若けりゃいいってもんじゃない仕事もある
日本企業はいまだに「できるだけ若い人を採用して自分の色に染めあげる」のが好きだ。
大企業でも零細企業でも役所でも同じだ。
日本企業では非正規雇用が増えたとはいえ終身雇用制が完全に崩れているとはいえない。
雇用の際に年齢を重視する日本は、履歴書に年齢欄がないアメリカとは対照的である。
アメリカの履歴書に「年齢欄がない」納得の理由 なぜ「中年は若者に劣る」と断言できないのか | リーダーシップ・教養・資格・スキル | 東洋経済オンライン
学生と話していてよく思うのは「若い=優れている」と考えて、おじさんおばさんたちに対して根拠のない優越感を抱いていることです。言われてみれば、なんとなく、社会全体…

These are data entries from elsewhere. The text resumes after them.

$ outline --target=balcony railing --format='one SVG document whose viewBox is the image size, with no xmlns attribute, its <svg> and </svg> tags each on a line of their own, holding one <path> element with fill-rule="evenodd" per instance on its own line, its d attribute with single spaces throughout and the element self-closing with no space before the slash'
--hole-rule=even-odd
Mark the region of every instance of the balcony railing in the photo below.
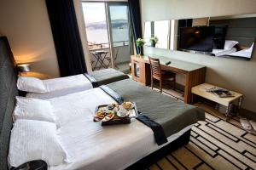
<svg viewBox="0 0 256 170">
<path fill-rule="evenodd" d="M 128 46 L 128 41 L 119 41 L 119 42 L 113 42 L 113 47 L 121 47 L 121 46 Z M 103 43 L 93 43 L 89 42 L 88 42 L 89 50 L 95 50 L 95 49 L 103 49 L 109 48 L 109 42 L 103 42 Z"/>
<path fill-rule="evenodd" d="M 114 64 L 115 67 L 119 70 L 127 70 L 129 69 L 129 63 L 131 60 L 130 58 L 130 49 L 129 49 L 129 42 L 128 41 L 118 41 L 113 42 L 113 58 L 115 60 Z M 108 52 L 106 55 L 107 58 L 110 58 L 110 53 L 109 53 L 109 42 L 104 42 L 104 43 L 91 43 L 89 42 L 89 50 L 90 52 L 97 51 L 97 50 L 104 50 Z M 90 60 L 92 67 L 94 68 L 96 63 L 96 59 L 93 56 L 92 54 L 90 54 Z M 109 60 L 104 60 L 105 65 L 108 65 Z M 99 64 L 98 64 L 99 65 Z M 111 64 L 109 65 L 111 67 Z M 103 69 L 104 67 L 97 67 L 96 66 L 96 70 Z"/>
</svg>

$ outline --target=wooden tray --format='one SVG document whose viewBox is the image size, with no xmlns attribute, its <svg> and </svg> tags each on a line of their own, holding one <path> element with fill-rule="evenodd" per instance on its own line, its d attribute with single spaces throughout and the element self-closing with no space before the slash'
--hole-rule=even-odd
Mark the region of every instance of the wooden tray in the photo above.
<svg viewBox="0 0 256 170">
<path fill-rule="evenodd" d="M 98 121 L 98 120 L 96 120 L 96 119 L 93 119 L 93 121 L 95 122 L 101 122 L 102 126 L 105 126 L 105 125 L 114 125 L 114 124 L 128 124 L 128 123 L 131 123 L 131 118 L 135 118 L 137 115 L 137 105 L 135 103 L 133 103 L 134 105 L 134 107 L 133 109 L 131 110 L 131 113 L 130 113 L 130 116 L 127 116 L 125 117 L 119 117 L 117 116 L 117 113 L 115 112 L 114 113 L 114 117 L 108 122 L 101 122 L 101 121 Z M 99 105 L 96 108 L 96 111 L 98 111 L 98 110 L 105 110 L 106 109 L 106 106 L 108 105 Z"/>
</svg>

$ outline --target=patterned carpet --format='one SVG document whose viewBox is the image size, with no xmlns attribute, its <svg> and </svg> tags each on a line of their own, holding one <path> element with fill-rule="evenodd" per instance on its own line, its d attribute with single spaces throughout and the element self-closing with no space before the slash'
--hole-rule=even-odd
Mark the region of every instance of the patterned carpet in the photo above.
<svg viewBox="0 0 256 170">
<path fill-rule="evenodd" d="M 226 122 L 211 111 L 206 118 L 192 128 L 188 144 L 148 169 L 256 169 L 256 136 L 241 128 L 239 117 Z"/>
<path fill-rule="evenodd" d="M 256 135 L 242 129 L 240 116 L 227 122 L 224 115 L 212 107 L 195 105 L 206 110 L 206 122 L 194 126 L 188 144 L 154 162 L 148 170 L 256 169 Z"/>
</svg>

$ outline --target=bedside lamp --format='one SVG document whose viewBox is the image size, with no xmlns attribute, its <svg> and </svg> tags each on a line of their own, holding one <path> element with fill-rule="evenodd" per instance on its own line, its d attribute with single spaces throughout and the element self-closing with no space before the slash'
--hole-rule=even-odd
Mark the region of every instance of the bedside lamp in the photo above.
<svg viewBox="0 0 256 170">
<path fill-rule="evenodd" d="M 20 73 L 22 73 L 22 72 L 26 73 L 26 72 L 29 72 L 31 71 L 30 64 L 17 65 L 16 67 Z"/>
</svg>

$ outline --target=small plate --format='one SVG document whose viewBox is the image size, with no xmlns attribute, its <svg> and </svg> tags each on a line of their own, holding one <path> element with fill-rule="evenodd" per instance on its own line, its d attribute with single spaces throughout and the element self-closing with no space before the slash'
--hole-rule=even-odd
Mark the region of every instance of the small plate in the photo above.
<svg viewBox="0 0 256 170">
<path fill-rule="evenodd" d="M 119 117 L 125 117 L 125 116 L 129 116 L 129 115 L 130 115 L 129 110 L 125 110 L 125 115 L 121 115 L 121 114 L 119 113 L 119 111 L 117 112 L 117 116 L 119 116 Z"/>
<path fill-rule="evenodd" d="M 114 112 L 108 113 L 103 119 L 102 119 L 102 122 L 110 121 L 113 117 L 114 117 Z"/>
<path fill-rule="evenodd" d="M 129 108 L 129 109 L 125 109 L 125 107 L 124 107 L 124 103 L 121 105 L 122 105 L 122 107 L 124 107 L 125 110 L 132 110 L 133 108 L 134 108 L 134 103 L 132 103 L 132 102 L 131 102 L 131 107 Z"/>
</svg>

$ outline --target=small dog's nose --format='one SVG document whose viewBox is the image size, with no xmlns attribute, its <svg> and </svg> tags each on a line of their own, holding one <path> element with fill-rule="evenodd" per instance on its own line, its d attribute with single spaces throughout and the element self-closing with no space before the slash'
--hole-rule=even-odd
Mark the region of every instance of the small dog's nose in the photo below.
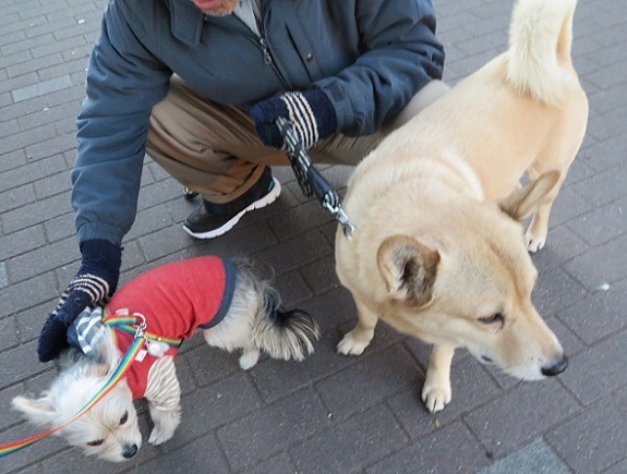
<svg viewBox="0 0 627 474">
<path fill-rule="evenodd" d="M 122 455 L 126 459 L 134 457 L 137 453 L 137 445 L 126 446 Z"/>
<path fill-rule="evenodd" d="M 563 355 L 559 361 L 553 364 L 551 367 L 542 367 L 542 375 L 546 377 L 553 377 L 554 375 L 562 374 L 568 366 L 568 358 Z"/>
</svg>

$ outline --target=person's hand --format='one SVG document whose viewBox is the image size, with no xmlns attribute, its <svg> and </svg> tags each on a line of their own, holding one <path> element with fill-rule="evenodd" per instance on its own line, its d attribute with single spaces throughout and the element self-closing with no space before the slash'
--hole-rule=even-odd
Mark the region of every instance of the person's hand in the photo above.
<svg viewBox="0 0 627 474">
<path fill-rule="evenodd" d="M 282 149 L 284 137 L 275 124 L 278 117 L 292 122 L 305 149 L 334 133 L 337 126 L 331 101 L 317 88 L 279 94 L 262 100 L 253 106 L 251 117 L 263 144 Z"/>
<path fill-rule="evenodd" d="M 37 354 L 48 362 L 69 347 L 68 328 L 87 306 L 105 304 L 112 296 L 120 277 L 122 248 L 105 240 L 81 244 L 83 263 L 39 335 Z"/>
</svg>

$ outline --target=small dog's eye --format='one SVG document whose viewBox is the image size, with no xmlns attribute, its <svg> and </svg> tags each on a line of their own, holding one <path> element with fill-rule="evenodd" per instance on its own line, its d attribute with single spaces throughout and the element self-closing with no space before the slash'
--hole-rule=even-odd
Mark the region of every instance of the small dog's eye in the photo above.
<svg viewBox="0 0 627 474">
<path fill-rule="evenodd" d="M 505 323 L 505 316 L 503 316 L 501 313 L 495 313 L 492 316 L 479 318 L 479 321 L 483 323 L 484 325 L 492 325 L 494 323 L 501 323 L 503 325 Z"/>
</svg>

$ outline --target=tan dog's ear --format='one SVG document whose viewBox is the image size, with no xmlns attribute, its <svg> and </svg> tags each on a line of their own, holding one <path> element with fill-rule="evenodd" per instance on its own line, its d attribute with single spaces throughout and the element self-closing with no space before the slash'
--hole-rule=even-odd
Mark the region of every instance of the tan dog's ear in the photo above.
<svg viewBox="0 0 627 474">
<path fill-rule="evenodd" d="M 395 300 L 424 306 L 433 299 L 439 254 L 408 235 L 387 238 L 378 247 L 377 264 Z"/>
<path fill-rule="evenodd" d="M 46 397 L 40 399 L 15 397 L 12 404 L 15 410 L 24 413 L 31 422 L 39 426 L 50 426 L 57 416 L 57 411 Z"/>
<path fill-rule="evenodd" d="M 513 219 L 522 220 L 535 210 L 538 203 L 553 190 L 557 180 L 558 171 L 542 173 L 534 182 L 509 193 L 498 203 L 498 207 Z"/>
</svg>

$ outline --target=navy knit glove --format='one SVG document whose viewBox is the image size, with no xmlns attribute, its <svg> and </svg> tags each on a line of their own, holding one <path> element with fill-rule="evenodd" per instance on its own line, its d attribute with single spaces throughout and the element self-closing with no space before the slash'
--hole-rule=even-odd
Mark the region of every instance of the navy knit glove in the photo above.
<svg viewBox="0 0 627 474">
<path fill-rule="evenodd" d="M 81 244 L 83 263 L 39 335 L 37 354 L 48 362 L 69 347 L 68 328 L 87 306 L 105 304 L 116 291 L 120 277 L 122 248 L 109 241 L 89 240 Z"/>
<path fill-rule="evenodd" d="M 329 98 L 321 89 L 285 93 L 262 100 L 251 109 L 257 135 L 264 145 L 286 149 L 284 137 L 275 124 L 278 117 L 293 123 L 303 148 L 336 131 L 337 118 Z"/>
</svg>

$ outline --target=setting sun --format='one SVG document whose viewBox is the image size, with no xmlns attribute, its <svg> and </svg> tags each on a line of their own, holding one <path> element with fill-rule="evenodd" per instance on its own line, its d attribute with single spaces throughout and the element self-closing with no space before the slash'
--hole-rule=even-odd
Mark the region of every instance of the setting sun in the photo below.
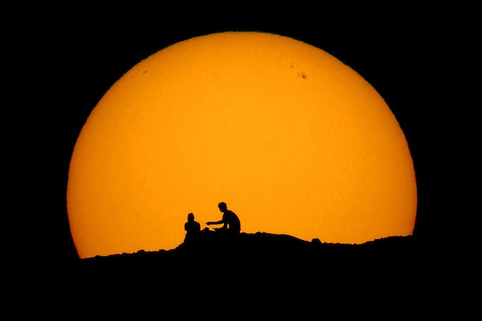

企業に限らず、日本社会全体がそういう傾向を引きずっていると思う。
「若い人は柔軟性がある」という理由で、いまだに「若い人に言うことをきかせて、言うとおりに働かせる」のが好きなのが日本社会である。
若けりゃいいってもんじゃない仕事もある
ところが、どんな職種でも若い人のほうが適しているかというと、そうとも言えないようだ。
若い人よりも年配者のほうが向いている業種のひとつが「ケアマネージャー」だと思う。
私の周囲の高齢者からは、若い人(特に若い男性)の担当ケアマネージャーは評価が低い。
ケアマネージャーが若くても女性ならば、不満はあまり出ない。
若い男性のケアマネージャーはとにかく、どうしょうもないほど「気が利かない」と私の周囲の高齢者たちは言う。
高齢者いわく、若い男性のケアマネージャーは、高齢者の立場にたって物事をみることができないらしく、トンチンカンなことをしたり言ったりする、らしい。
介護の現場で働く若い男性も「人の役に立ちたい」と思って介護の世界に飛び込んでくるような志がある人に違いない。そうであっても高齢者にとっては「役不足」なのだろうか。
「他人の立場にたって物事を見ない」のは「向こう見ず」な若さの特権である。
けれども、ケアされる高齢者の人たちからすると「気が利かない」のは致命的だ。
考えてみれば、若い男性からすれば、体が言うことを効かなくなっている高齢者の気持ちなど実感できないのは当たり前なのかもしれない。
対照的に、年配の女性ケアマネージャーは人生経験を積んでおり、高齢者の立場にたって物事を見てくれるので、私の周囲の高齢者からは概ね、評価が高い。
年齢を重ねたからこそできる仕事というのもあるのだ。
一般常識というものは、家族の誕生・身内の死別・結婚・離婚などの家庭生活を通して身についていくものだから、社会経験が少ない若い男性がズレているのは致し方ない。
まして今は核家族化していて家族や男性は家庭内でお手伝い等の家族の一員としての役割分担すら任されていないことも多いから、若い男性は社会経験が少なく一般常識さえ身につかず、ズレてしまうのは必然的だ。
「気が利かない」とされる若い男性ケアマネージャーも、経験をたくさん積んで一人前のケアマネージャーになっていくのか、それとも、一人前になる前に介護という業界から去っていくのか、どちらなのかは知らないが。